Also not in dispute is that since the ill-named “Arab Spring” emerged in Egypt, the gas deal with Israel has become, as Israeli commentator Boaz Bismuth notes,
one of the main issues with which to bash the old regime: Cairo is carrying out a broad investigation into the deal; Mubarak’s two sons as well as his high-ranking officials are being investigated in a huge corruption probe surrounding the deal; the people, many of whom are hungry and poor, read in the papers every day how Israel is responsible for the loss of millions of dollars in revenue, which have been “stolen” from the Egyptians.
That use of Israel as the national whipping-boy, it should be noted, is not an innovation of the new, “Arab Spring” Egypt; it occurred under the Mubarak regime—peace treaty and all—as well. But with Egypt’s presidential elections scheduled for May and June and the Islamists angling for an ever-greater share of power, there is a real danger of Israel- and Jew-hatred turning from a national sport and emotional outlet into something more tangibly dangerous.
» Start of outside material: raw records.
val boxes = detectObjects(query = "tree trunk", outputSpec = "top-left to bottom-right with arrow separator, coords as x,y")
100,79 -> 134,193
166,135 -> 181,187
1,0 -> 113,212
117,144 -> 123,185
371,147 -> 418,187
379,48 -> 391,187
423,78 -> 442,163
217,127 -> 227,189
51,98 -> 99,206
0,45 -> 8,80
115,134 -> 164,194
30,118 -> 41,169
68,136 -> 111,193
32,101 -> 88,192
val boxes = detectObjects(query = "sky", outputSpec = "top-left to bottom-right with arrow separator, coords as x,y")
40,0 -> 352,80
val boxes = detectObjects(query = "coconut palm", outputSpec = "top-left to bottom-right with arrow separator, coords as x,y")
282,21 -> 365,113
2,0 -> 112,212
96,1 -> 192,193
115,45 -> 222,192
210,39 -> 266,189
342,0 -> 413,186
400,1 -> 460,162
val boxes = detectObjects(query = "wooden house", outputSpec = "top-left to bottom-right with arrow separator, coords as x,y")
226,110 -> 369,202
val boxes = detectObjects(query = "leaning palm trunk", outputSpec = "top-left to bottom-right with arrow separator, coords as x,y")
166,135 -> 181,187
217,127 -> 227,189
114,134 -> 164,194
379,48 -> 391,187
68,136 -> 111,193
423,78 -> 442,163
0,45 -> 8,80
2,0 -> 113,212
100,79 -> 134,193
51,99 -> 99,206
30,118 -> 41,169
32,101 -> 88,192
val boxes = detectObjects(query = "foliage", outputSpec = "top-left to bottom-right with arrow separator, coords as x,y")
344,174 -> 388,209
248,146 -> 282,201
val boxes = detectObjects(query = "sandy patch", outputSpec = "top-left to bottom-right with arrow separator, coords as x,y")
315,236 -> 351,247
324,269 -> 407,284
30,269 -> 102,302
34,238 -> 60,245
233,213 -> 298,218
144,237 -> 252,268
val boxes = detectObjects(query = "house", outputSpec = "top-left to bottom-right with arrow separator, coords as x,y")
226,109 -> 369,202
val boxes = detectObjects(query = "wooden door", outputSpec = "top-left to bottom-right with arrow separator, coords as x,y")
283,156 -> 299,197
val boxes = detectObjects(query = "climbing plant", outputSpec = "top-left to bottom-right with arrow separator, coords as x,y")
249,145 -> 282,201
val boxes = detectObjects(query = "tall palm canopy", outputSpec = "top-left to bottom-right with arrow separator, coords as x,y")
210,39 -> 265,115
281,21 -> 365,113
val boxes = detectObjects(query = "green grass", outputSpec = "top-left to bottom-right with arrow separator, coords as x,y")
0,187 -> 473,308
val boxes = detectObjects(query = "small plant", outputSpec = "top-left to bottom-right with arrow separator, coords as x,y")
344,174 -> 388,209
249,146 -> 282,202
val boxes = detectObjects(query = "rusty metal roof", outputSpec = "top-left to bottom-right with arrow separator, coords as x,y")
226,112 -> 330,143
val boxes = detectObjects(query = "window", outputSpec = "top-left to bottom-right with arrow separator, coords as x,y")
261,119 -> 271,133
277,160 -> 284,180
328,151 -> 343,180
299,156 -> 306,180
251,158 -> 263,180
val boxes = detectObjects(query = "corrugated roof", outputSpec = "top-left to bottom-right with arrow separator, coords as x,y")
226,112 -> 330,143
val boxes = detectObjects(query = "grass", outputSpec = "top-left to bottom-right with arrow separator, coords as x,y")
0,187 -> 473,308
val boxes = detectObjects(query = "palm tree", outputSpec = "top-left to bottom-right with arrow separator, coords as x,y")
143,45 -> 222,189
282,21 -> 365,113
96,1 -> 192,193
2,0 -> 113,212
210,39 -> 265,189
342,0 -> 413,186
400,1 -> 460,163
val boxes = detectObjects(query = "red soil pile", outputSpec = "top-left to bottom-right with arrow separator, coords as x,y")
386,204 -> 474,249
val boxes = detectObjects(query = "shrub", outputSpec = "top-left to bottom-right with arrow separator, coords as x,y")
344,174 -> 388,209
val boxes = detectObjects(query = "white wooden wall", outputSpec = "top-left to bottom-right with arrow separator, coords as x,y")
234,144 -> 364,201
The U.S. Congress, aware of such danger, has made warnings that continued U.S. military aid to Egypt—now at $1.3 billion annually—depends on upholding the peace treaty. One outcome of that treaty is that Egypt became a U.S. client state, its armed forces equipped with top-of-the-line U.S.-manufactured planes, tanks, and missiles. It makes little sense to keep strengthening an Egypt that reduces the U.S.-brokered treaty to a laughingstock. The gas cutoff—whoever, in the now-chaotic polity, is behind it—is another step in that direction.